MEDIA
Richmond Howitzers on Parade
Original Author: Jamestown Official Photograph Corporation
Created: June 12, 1907
Medium: Photographic print in scrapbook
Publisher: Virginia Historical Society

Richmond Howitzers on Parade

Spectators line the fairgrounds as members of the Richmond Howitzers parade by on horse-drawn howitzers during the Virginia Day celebration that took place on June 12, 1907, during the Jamestown Ter-Centennial Exposition. The exposition, held in Norfolk from April 26 to November 30, 1907, marked the 300th anniversary of the founding of Jamestown.

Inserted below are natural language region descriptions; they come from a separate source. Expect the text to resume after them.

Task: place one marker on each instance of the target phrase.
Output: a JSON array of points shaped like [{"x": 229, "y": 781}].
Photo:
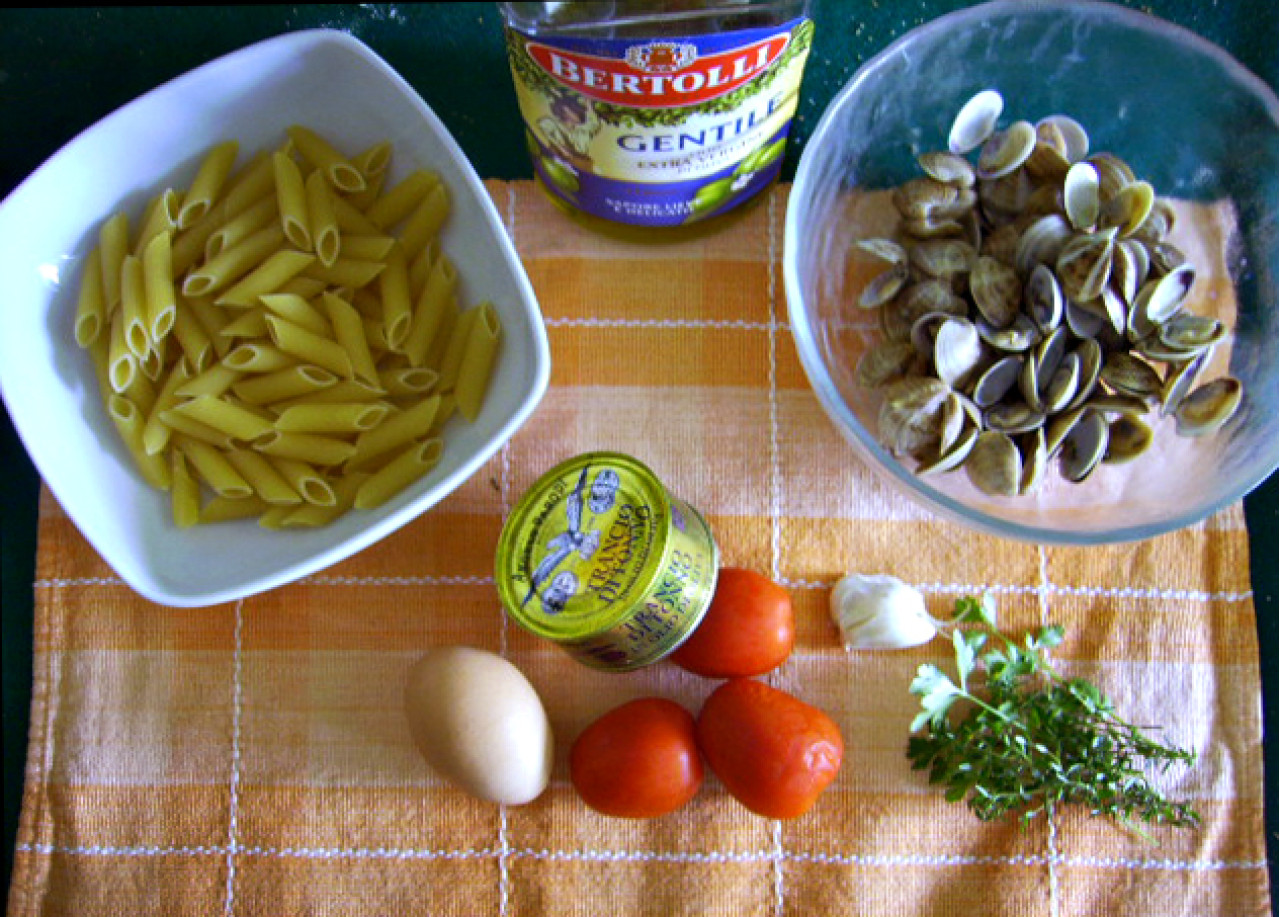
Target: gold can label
[{"x": 603, "y": 560}]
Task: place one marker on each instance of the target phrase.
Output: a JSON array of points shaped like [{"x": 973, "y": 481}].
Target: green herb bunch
[{"x": 1032, "y": 740}]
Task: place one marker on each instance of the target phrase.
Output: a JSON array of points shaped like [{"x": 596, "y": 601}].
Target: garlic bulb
[{"x": 880, "y": 612}]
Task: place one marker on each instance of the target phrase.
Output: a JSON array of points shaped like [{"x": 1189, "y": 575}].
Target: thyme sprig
[{"x": 1032, "y": 740}]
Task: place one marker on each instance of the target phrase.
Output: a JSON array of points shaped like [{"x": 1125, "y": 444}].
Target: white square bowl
[{"x": 337, "y": 86}]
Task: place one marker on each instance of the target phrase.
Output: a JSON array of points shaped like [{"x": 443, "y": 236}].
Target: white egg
[{"x": 479, "y": 724}]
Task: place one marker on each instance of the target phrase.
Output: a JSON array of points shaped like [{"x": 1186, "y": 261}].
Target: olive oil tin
[{"x": 600, "y": 559}]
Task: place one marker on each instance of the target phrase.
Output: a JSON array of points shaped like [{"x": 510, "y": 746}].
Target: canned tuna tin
[
  {"x": 599, "y": 557},
  {"x": 657, "y": 114}
]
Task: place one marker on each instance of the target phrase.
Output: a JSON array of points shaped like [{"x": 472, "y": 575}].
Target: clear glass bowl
[{"x": 1185, "y": 115}]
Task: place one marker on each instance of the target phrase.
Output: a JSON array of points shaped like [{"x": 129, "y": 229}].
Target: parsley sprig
[{"x": 1031, "y": 739}]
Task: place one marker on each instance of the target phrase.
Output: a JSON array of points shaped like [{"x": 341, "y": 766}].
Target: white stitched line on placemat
[
  {"x": 648, "y": 856},
  {"x": 233, "y": 803}
]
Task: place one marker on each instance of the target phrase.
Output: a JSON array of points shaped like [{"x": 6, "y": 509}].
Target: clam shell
[
  {"x": 996, "y": 291},
  {"x": 995, "y": 465},
  {"x": 1006, "y": 150},
  {"x": 976, "y": 122},
  {"x": 1080, "y": 196},
  {"x": 1207, "y": 407},
  {"x": 1083, "y": 447},
  {"x": 1127, "y": 439}
]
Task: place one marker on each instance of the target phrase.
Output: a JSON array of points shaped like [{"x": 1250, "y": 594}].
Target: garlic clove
[{"x": 880, "y": 612}]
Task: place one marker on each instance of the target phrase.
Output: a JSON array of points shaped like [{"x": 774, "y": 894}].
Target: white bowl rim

American military might was on conspicuous display at the Jamestown Ter-Centennial, which was held less than a decade after the American triumph in the Spanish-American War (1898) and during a time when the hero of that war, Theodore Roosevelt, occupied the White House. Exhibitions on the Civil War battles of First and Second Manassas (1861, 1862), and Gettysburg (1863) were especially popular, and there were various demonstrations involving Virginia units like this one, as well as U.S. Army units and military school cadets. In 1907 the Howitzers were a state artillery battalion, but a decade later, when the United States entered World War I, the unit was folded into federal service as part of the 1st Field Artillery Regiment of the Virginia National Guard.